I'm a Japanese linguist by trade, and a trader by inclination, but I used to think my skill was too esoteric to offer in exchange for goods or services. Early in my career as an interpreter/translator, however, I met an oral surgeon — the head of a local dental clinic — who was conducting research on prenatal tooth eruption. When he found out about my language ability, he remarked (with obvious excitement) that I might be of help to him. It seemed that much of the data in his area of research had been compiled by Japanese dental specialists, who quite naturally had written their reports in their native language.
Well, the good doctor had already anticipated the idea that was beginning to take shape in my mind, and offered to provide me and my family with whatever dental services we might require in exchange for translation work.
My part of the deal turned out to be fairly easy and was quite interesting, and for three years my family and I enjoyed the distinction of having our teeth cleaned by the chief of the dental clinic. The real payoff, though, came when my wife needed a very expensive bridge put in and we didn't have to pay for a bit of the gold!
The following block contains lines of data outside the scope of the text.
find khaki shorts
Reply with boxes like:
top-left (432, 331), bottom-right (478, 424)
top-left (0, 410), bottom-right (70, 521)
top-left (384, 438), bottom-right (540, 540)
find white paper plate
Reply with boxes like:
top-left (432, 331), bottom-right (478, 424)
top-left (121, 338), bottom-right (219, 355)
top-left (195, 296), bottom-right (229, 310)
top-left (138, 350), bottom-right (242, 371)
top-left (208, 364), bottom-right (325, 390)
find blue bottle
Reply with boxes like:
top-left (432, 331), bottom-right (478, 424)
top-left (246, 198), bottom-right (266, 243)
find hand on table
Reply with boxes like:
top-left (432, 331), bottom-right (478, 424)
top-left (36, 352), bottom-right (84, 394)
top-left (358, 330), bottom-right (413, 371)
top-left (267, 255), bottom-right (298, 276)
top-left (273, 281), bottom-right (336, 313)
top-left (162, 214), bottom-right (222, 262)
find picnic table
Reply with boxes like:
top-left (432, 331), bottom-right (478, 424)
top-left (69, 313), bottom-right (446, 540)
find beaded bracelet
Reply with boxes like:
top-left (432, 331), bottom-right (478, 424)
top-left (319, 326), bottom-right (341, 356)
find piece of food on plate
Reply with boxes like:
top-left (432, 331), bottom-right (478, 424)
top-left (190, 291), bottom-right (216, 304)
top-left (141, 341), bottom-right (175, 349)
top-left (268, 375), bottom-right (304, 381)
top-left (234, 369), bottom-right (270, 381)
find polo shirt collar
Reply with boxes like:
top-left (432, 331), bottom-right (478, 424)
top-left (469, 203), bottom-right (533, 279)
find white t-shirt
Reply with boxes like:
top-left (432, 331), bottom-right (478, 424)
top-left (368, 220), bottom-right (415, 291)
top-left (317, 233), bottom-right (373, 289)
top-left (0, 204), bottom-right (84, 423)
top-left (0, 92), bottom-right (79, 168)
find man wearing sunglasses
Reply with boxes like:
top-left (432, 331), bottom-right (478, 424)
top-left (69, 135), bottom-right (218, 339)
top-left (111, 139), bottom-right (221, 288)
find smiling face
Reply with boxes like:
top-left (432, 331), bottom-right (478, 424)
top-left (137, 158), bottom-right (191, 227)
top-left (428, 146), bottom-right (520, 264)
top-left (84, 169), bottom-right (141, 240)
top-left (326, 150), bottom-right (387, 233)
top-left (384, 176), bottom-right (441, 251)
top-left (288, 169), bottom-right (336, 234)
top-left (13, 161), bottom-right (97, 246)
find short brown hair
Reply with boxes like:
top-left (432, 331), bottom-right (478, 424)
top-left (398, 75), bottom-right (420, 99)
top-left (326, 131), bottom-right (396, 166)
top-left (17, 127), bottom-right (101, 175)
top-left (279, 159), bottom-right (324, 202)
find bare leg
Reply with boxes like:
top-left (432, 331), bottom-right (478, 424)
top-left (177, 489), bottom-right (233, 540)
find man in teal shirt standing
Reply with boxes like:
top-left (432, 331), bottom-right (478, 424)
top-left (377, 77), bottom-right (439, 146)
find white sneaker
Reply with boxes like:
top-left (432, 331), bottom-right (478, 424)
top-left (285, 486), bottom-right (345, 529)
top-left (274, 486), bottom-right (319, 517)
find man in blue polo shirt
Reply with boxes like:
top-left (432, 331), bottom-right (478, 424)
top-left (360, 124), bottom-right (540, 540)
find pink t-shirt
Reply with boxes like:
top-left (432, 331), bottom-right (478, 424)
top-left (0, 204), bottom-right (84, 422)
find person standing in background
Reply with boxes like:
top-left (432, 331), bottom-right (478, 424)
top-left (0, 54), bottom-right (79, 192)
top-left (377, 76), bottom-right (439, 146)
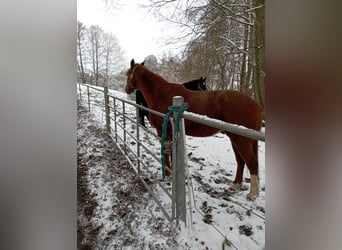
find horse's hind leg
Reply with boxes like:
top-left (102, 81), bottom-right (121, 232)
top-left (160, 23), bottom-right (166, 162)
top-left (229, 140), bottom-right (245, 191)
top-left (234, 136), bottom-right (259, 200)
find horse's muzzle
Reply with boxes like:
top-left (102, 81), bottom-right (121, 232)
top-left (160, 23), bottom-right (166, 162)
top-left (125, 83), bottom-right (135, 95)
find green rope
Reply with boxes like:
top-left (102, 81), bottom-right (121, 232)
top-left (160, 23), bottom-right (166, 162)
top-left (160, 103), bottom-right (189, 180)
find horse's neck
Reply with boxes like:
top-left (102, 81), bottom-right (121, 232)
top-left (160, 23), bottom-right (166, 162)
top-left (137, 69), bottom-right (167, 107)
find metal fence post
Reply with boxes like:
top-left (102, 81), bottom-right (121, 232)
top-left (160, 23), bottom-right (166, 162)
top-left (172, 96), bottom-right (186, 224)
top-left (78, 83), bottom-right (82, 101)
top-left (103, 86), bottom-right (110, 134)
top-left (87, 86), bottom-right (90, 112)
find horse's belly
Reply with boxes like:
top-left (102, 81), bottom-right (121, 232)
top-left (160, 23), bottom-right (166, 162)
top-left (185, 123), bottom-right (220, 137)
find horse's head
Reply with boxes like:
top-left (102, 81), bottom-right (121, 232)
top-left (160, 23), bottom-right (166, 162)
top-left (198, 76), bottom-right (207, 90)
top-left (125, 59), bottom-right (145, 94)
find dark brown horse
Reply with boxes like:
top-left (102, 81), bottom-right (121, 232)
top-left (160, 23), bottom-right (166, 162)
top-left (135, 75), bottom-right (207, 127)
top-left (125, 59), bottom-right (262, 200)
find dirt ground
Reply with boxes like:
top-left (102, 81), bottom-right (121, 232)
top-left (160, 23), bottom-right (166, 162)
top-left (77, 100), bottom-right (176, 249)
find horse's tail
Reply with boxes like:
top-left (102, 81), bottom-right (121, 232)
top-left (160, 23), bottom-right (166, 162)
top-left (253, 140), bottom-right (259, 168)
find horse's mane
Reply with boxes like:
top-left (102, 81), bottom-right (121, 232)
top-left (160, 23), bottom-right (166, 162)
top-left (135, 64), bottom-right (170, 84)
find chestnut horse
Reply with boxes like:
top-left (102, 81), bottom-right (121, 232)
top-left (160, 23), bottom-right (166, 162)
top-left (125, 59), bottom-right (263, 200)
top-left (135, 76), bottom-right (207, 127)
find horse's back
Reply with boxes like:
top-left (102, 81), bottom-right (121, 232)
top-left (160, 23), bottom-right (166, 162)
top-left (185, 90), bottom-right (262, 130)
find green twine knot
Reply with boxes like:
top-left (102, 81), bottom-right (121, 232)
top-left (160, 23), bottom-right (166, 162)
top-left (160, 103), bottom-right (189, 180)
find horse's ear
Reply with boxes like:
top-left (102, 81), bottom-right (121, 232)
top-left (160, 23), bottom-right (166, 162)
top-left (131, 59), bottom-right (135, 69)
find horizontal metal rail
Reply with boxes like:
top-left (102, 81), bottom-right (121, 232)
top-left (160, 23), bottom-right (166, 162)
top-left (183, 111), bottom-right (265, 141)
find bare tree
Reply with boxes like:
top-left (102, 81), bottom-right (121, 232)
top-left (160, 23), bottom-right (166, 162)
top-left (149, 0), bottom-right (265, 106)
top-left (88, 25), bottom-right (103, 86)
top-left (77, 21), bottom-right (86, 83)
top-left (102, 33), bottom-right (124, 85)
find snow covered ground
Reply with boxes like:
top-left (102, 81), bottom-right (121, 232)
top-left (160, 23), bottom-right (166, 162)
top-left (77, 86), bottom-right (266, 249)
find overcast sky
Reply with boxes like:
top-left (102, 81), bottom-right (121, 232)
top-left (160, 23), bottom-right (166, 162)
top-left (77, 0), bottom-right (179, 62)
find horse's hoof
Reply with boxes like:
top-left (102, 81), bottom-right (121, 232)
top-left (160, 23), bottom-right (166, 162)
top-left (229, 183), bottom-right (241, 192)
top-left (247, 192), bottom-right (258, 201)
top-left (247, 175), bottom-right (259, 201)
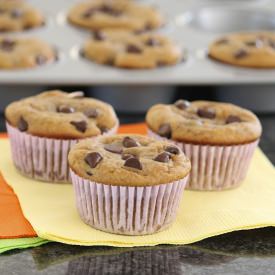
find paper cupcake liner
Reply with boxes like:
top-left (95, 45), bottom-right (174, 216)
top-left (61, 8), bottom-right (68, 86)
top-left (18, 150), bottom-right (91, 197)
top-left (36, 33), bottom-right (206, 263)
top-left (71, 170), bottom-right (188, 235)
top-left (6, 123), bottom-right (118, 183)
top-left (148, 129), bottom-right (259, 190)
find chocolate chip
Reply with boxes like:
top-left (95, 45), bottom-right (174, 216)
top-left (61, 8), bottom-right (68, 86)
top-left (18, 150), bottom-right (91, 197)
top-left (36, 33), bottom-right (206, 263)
top-left (268, 39), bottom-right (275, 49)
top-left (234, 49), bottom-right (248, 59)
top-left (10, 9), bottom-right (23, 18)
top-left (35, 54), bottom-right (47, 65)
top-left (23, 24), bottom-right (33, 30)
top-left (70, 120), bottom-right (87, 133)
top-left (93, 31), bottom-right (106, 41)
top-left (85, 152), bottom-right (103, 168)
top-left (215, 38), bottom-right (229, 45)
top-left (121, 153), bottom-right (137, 160)
top-left (97, 125), bottom-right (109, 134)
top-left (57, 105), bottom-right (75, 114)
top-left (225, 115), bottom-right (242, 124)
top-left (104, 58), bottom-right (115, 66)
top-left (124, 157), bottom-right (142, 170)
top-left (158, 123), bottom-right (172, 138)
top-left (245, 39), bottom-right (263, 48)
top-left (98, 4), bottom-right (122, 16)
top-left (122, 137), bottom-right (139, 148)
top-left (144, 22), bottom-right (154, 31)
top-left (154, 152), bottom-right (171, 163)
top-left (0, 39), bottom-right (16, 52)
top-left (145, 37), bottom-right (160, 47)
top-left (82, 8), bottom-right (97, 18)
top-left (83, 108), bottom-right (99, 118)
top-left (165, 146), bottom-right (180, 155)
top-left (126, 44), bottom-right (142, 53)
top-left (175, 99), bottom-right (190, 110)
top-left (197, 108), bottom-right (216, 119)
top-left (17, 116), bottom-right (29, 132)
top-left (104, 144), bottom-right (123, 154)
top-left (157, 60), bottom-right (167, 67)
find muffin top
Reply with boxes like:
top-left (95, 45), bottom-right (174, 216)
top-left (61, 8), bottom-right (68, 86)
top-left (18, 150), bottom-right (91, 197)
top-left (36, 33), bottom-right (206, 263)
top-left (0, 0), bottom-right (44, 32)
top-left (146, 100), bottom-right (262, 145)
top-left (209, 32), bottom-right (275, 68)
top-left (69, 135), bottom-right (191, 186)
top-left (83, 30), bottom-right (182, 69)
top-left (68, 0), bottom-right (164, 31)
top-left (5, 90), bottom-right (118, 139)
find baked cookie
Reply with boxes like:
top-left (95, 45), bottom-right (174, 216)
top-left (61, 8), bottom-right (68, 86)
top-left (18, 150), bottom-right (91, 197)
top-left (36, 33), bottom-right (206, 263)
top-left (0, 37), bottom-right (57, 70)
top-left (146, 100), bottom-right (262, 190)
top-left (5, 90), bottom-right (118, 139)
top-left (5, 90), bottom-right (118, 182)
top-left (209, 32), bottom-right (275, 68)
top-left (0, 0), bottom-right (44, 32)
top-left (68, 0), bottom-right (164, 31)
top-left (69, 135), bottom-right (191, 235)
top-left (146, 100), bottom-right (262, 145)
top-left (83, 31), bottom-right (183, 69)
top-left (69, 135), bottom-right (191, 186)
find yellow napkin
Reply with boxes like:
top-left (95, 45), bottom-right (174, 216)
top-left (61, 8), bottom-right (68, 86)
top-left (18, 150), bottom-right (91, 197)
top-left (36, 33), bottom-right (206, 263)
top-left (0, 140), bottom-right (275, 247)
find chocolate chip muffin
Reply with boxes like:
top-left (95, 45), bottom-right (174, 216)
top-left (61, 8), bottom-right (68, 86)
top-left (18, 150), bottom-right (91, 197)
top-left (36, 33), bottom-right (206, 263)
top-left (146, 100), bottom-right (262, 190)
top-left (5, 91), bottom-right (118, 182)
top-left (209, 32), bottom-right (275, 68)
top-left (83, 30), bottom-right (183, 69)
top-left (69, 135), bottom-right (191, 235)
top-left (0, 37), bottom-right (57, 70)
top-left (68, 0), bottom-right (164, 31)
top-left (0, 0), bottom-right (44, 32)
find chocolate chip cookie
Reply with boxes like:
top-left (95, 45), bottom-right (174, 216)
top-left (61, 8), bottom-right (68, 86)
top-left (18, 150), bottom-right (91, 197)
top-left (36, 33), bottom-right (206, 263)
top-left (5, 91), bottom-right (118, 139)
top-left (146, 100), bottom-right (262, 190)
top-left (69, 135), bottom-right (190, 186)
top-left (68, 0), bottom-right (164, 31)
top-left (83, 30), bottom-right (183, 69)
top-left (146, 100), bottom-right (262, 145)
top-left (209, 32), bottom-right (275, 68)
top-left (0, 37), bottom-right (57, 70)
top-left (0, 0), bottom-right (44, 32)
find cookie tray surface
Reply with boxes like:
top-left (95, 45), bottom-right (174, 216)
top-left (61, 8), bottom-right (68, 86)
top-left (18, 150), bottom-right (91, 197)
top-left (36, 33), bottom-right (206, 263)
top-left (0, 0), bottom-right (275, 85)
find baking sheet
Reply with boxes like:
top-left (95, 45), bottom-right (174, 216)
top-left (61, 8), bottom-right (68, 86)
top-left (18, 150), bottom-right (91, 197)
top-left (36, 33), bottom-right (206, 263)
top-left (0, 0), bottom-right (275, 85)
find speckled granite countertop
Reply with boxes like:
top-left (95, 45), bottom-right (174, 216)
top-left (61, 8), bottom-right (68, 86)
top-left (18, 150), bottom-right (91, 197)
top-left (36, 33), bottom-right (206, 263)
top-left (0, 115), bottom-right (275, 275)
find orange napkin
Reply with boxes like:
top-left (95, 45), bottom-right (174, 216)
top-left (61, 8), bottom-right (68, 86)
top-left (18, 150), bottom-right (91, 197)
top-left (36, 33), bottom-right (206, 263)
top-left (0, 123), bottom-right (146, 239)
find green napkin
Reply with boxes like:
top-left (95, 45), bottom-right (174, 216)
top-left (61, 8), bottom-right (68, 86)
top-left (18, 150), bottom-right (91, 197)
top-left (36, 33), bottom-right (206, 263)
top-left (0, 237), bottom-right (49, 254)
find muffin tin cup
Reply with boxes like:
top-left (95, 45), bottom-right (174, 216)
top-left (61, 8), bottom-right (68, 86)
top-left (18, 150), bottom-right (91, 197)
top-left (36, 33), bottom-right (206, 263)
top-left (71, 170), bottom-right (188, 235)
top-left (148, 129), bottom-right (259, 191)
top-left (6, 122), bottom-right (118, 183)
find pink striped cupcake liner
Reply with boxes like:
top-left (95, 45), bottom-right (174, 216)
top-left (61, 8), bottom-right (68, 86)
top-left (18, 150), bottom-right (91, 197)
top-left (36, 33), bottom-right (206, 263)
top-left (6, 123), bottom-right (118, 183)
top-left (148, 129), bottom-right (259, 191)
top-left (71, 170), bottom-right (188, 235)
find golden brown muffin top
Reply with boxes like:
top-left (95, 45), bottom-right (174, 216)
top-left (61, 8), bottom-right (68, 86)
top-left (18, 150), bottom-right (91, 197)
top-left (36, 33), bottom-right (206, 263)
top-left (146, 100), bottom-right (262, 145)
top-left (69, 135), bottom-right (191, 186)
top-left (209, 32), bottom-right (275, 68)
top-left (5, 90), bottom-right (118, 139)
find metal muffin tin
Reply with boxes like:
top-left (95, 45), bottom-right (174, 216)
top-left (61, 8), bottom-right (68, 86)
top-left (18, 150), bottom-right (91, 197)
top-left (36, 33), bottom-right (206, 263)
top-left (0, 0), bottom-right (275, 85)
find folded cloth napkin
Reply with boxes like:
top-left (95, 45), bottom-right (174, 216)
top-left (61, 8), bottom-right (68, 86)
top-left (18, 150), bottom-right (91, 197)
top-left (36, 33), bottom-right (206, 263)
top-left (0, 174), bottom-right (36, 239)
top-left (0, 123), bottom-right (149, 253)
top-left (0, 124), bottom-right (275, 247)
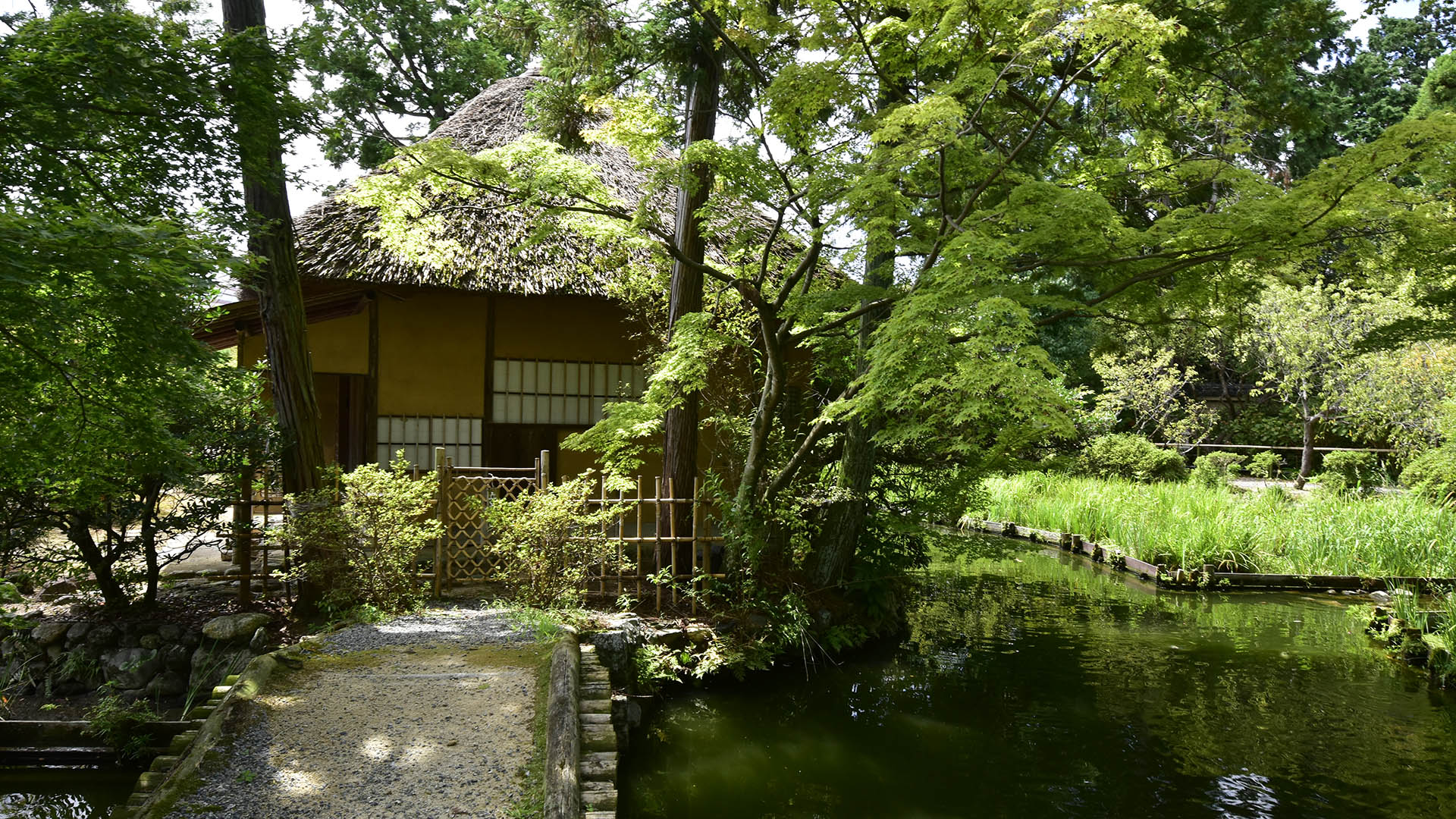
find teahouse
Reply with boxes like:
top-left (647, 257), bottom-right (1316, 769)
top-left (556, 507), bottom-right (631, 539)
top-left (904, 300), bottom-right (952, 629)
top-left (201, 74), bottom-right (645, 476)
I've never particularly enjoyed dealing with money (despite the all too obvious importance of cash in today's corporate- and government-dominated society), so swapping comes naturally to me.
One of my most satisfying coinless transactions took place when a neighbor noticed that I had some unused plywood (left over from a rabbit hutch construction project) and asked whether he could buy the lumber to build a bed to replace the sagging backbreaker he was using. I was trying to think of an appropriate trade when he offered to pay for the material in two or three installments and I remembered that he had started a fledgling therapeutic massage business. Well, it didn't take long to come to an agreement that helped both of our spines feel better: a new, firmer bed for him and two expert rubdowns for me.
I guess you might say that we're "backing" the bartering system!
My favorite bartering deal to date took place between a neighbor and me. We were both avid breadmakers and appreciated the good taste, financial savings, and high nutrition of our home baked "staff of life," so we decided to combine our skills and materials.
Every Monday was Baking Day in our swap. We'd trade breadpans, muffin tins, and cookie sheets as needed. One household would bake four loaves of "daily bread," while the other concocted a delicious array of fancy dinner rolls, cinnamon muffins, bagels, French bread, or whatever else happened to seem appealing on a given morning. Then, at the end of the day, we'd give each other half of the fruits of our labor. And in order to add variety to the task, we'd swap baking roles (pardon the expression) each week as well.
We both benefited from bartering, by having a constant supply of fresh-from-the-oven goodies. Often, in fact, both families had surplus to freeze. Moreover, because we each felt obligated to keep up our end of the bargain, neither party procrastinated or neglected to carry out her part of the deal.
My breadbaking buddy recently moved away, but I'm confident that I'll find another dough-dealing neighbor to trade skills with. (I'm even considering expanding the next swap to include another day on which we'll trade casseroles for desserts!)